Recommended Offboarding Process
- Disable or remove the user in the organization’s primary identity source.
- Remove the user from SDO-related directory groups.
- Confirm that directory synchronization completed successfully.
- Validate that the user no longer has active authentication access.
- Review audit logs if required by the organization’s security process.
Troubleshooting Common Lifecycle Issues
| Issue | Possible Cause | Recommended Action |
|---|---|---|
| User does not appear in SDO | Directory sync issue, missing group membership, or directory filter. | Verify user in source directory, confirm group membership, and check synchronization status. |
| User cannot enroll | Incomplete setup, expired invitation, device issue, or network issue. | Restart enrollment, verify device compatibility, and confirm network connectivity. |
| User is enrolled but cannot authenticate | Policy mismatch, device issue, or authentication service issue. | Review policy assignment, check authentication logs, and confirm the user’s device status. |
| User does not receive authentication prompt | Device offline, notification issue, or authentication request not triggered. | Confirm device connectivity, trigger a new authentication attempt, and validate policy configuration. |
| Offboarded user still appears in SDO | Directory sync has not completed or user still exists in a synced group. | Confirm removal from source group and run or wait for the next directory synchronization. |
Best Practices
- Manage user access through directory groups whenever possible.
- Use clear naming conventions for SDO-related groups and policies.
- Validate enrollment status during rollout and expansion phases.
- Monitor authentication activity to identify users who may require assistance.
- Document the internal process for enrollment reset, device replacement, and offboarding.
- Coordinate lifecycle actions with HR, IT, and identity management teams.
- Review logs before escalation to provide support teams with the required context.
When to Escalate
Escalate the issue to the Secret Double Octopus support team if:
- The user exists in the directory but does not appear in SDO after synchronization.
- Multiple users are failing enrollment or authentication.
- Authentication prompts are not being generated for multiple users.

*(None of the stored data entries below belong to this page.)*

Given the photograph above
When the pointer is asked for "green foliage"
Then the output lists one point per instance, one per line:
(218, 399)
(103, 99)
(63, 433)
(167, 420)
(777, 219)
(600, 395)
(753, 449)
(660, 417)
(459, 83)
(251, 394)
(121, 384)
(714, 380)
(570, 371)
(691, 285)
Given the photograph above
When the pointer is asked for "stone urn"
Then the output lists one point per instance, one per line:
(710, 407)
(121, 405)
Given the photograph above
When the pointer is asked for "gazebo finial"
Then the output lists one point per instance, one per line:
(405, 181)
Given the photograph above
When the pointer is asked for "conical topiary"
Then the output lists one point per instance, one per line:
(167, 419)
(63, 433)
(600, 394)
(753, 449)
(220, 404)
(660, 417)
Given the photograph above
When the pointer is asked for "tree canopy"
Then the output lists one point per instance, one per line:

- Policy assignment appears correct but users still cannot authenticate.
- Directory synchronization errors are observed.

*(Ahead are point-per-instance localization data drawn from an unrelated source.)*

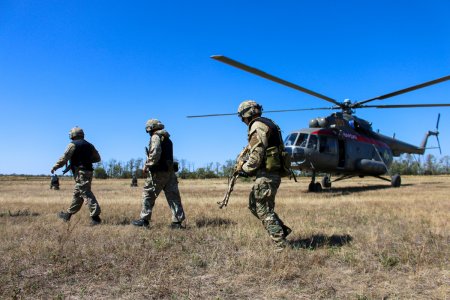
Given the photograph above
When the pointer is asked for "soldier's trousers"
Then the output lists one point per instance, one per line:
(154, 184)
(262, 204)
(82, 193)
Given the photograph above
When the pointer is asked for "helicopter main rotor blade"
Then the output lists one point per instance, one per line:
(406, 90)
(263, 74)
(268, 111)
(404, 105)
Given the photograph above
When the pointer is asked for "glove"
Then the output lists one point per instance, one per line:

Information to Include When Escalating
- Username or user identifier
- User group membership
- Enrollment status
- Authentication policy assigned to the user
- Description of the issue
- Relevant timestamps
- Any error messages or screenshots
- Steps already performed by the administrator or helpdesk team
Summary
Lifecycle Management is a key administrative process for maintaining a secure and reliable Secret Double Octopus deployment. By properly managing provisioning, enrollment, active usage, change events, and offboarding, administrators can reduce authentication issues, improve user experience, and maintain strong security controls.